Más allá del idioma, la comunidad de Ocracoke mantiene un modo de vida único y autosuficiente. La isla carece de grandes supermercados o cadenas comerciales; los residentes dependen de pequeñas tiendas locales, mercados artesanales y la pesca. En lugar de cines, hay grupos de teatro al aire libre, y muchos isleños aún se dedican a la pesca, la carpintería y son dueños de pequeñas cervecerías. El entorno es tan pintoresco que una de las tradiciones culinarias más emblemáticas es el fig cake, creado en 1964 cuando una habitante sustituyó los dátiles de un pastel por higos en conserva. Hoy, este pastel es parte de la identidad local, y cada agosto se celebra el Festival del Higo, con concursos de repostería, bailes y juegos tradicionales como meehonkey.

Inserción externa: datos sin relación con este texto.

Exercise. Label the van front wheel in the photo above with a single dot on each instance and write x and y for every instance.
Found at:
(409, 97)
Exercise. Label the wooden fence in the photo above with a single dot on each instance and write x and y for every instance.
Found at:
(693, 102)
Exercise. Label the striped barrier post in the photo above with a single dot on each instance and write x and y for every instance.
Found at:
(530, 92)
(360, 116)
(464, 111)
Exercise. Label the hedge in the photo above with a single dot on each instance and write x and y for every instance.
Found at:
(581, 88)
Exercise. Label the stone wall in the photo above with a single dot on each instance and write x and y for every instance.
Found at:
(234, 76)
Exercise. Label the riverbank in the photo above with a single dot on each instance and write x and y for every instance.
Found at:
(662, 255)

Ocracoke continúa atrayendo a nuevos residentes y turistas, lo que ha generado un debate sobre el futuro de su identidad cultural. Algunos temen que la llegada de forasteros diluya las costumbres locales, mientras que otros ven el crecimiento como una evolución natural, similar a la diversidad que los primeros colonos aportaron a la isla. Sea como fuere, lo que parece claro es que la comunidad de Ocracoke sigue siendo un ejemplo, cada vez más raro, de solidaridad y tradición. Por extraño que parezca, la gente se ayuda mutuamente y, aunque el dialecto pueda desaparecer, el espíritu de la isla permanece intacto. "Las palabras pueden cambiar, pero el significado detrás de ellas seguirá siendo el mismo", aseguran los isleños. Mientras tanto, ellos seguirán hablando un inglés tan propio que el resto del país no los entiende.